Meta has entered India's booming AI infrastructure market with its first data center partnership in the country, teaming up with Reliance Industries on a 168-megawatt facility in Jamnagar, Gujarat. The Wednesday announcement deepens a relationship that began with Meta's $5.7 billion stake in Reliance's Jio Platforms back in 2020 and grew into a $100 million joint venture last year focused on enterprise AI tools for Indian and overseas customers. The new facility will handle AI workloads, putting Meta alongside a growing list of global tech giants betting big on India as a destination for compute-heavy infrastructure.
The deal lands in the middle of a stampede into Indian data centers. Microsoft, Amazon, Google, OpenAI, and Uber have all unveiled AI and cloud investments in recent months, while Blackstone-backed AirTrunk said earlier this week it would pour $30 billion into building 5 gigawatts of data center capacity by 2030. Indian conglomerates Adani and Tata Consultancy Services are also racing to expand their footprints. The government has fueled the frenzy with policy sweeteners, including tax exemptions running through 2047 for foreign cloud providers running workloads on Indian soil for overseas clients.
India's installed data center capacity has climbed from roughly 375 megawatts in 2020 to about 1.5 gigawatts in 2025, according to government figures, and industry projections suggest it could balloon past 8 gigawatts by the end of the decade. That growth is being driven by surging cloud adoption, the training and deployment of AI models, and tightening requirements to process data locally.

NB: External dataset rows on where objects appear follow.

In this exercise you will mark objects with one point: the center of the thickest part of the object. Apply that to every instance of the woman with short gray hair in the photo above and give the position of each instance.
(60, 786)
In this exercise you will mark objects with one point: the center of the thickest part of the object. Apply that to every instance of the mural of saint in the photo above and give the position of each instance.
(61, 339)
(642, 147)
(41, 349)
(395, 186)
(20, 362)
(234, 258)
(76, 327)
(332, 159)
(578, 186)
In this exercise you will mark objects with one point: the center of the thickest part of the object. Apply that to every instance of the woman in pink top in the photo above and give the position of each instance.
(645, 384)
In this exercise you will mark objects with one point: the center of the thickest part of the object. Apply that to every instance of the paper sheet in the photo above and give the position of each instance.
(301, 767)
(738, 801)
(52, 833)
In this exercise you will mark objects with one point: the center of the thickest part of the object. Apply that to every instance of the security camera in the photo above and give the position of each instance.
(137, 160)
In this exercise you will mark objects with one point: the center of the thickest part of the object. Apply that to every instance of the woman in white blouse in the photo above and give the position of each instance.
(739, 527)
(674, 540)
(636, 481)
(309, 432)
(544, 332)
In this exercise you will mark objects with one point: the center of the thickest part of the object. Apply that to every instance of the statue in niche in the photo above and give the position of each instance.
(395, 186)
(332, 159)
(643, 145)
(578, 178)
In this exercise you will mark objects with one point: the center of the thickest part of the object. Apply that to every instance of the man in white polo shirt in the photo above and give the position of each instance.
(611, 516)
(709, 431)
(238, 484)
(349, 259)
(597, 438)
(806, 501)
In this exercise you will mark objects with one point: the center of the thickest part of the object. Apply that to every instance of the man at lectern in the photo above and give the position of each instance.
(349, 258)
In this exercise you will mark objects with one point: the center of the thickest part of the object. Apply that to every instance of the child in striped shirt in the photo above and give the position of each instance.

The Meta-Reliance project in Jamnagar is set to become one of the more significant early anchors of that expansion, given Reliance's existing footprint in the region through its refining and energy operations.
While the companies haven't disclosed the financial terms or timeline for the 168-megawatt buildout, the agreement signals how Meta is pursuing infrastructure partnerships rather than going it alone in markets where local players bring land, power, and regulatory know-how. For Reliance, the deal extends a partnership that has already spanned messaging, commerce, and enterprise software into the physical infrastructure that powers frontier AI systems — a bet that India will be as critical to the next era of AI compute as it has been to the mobile internet boom.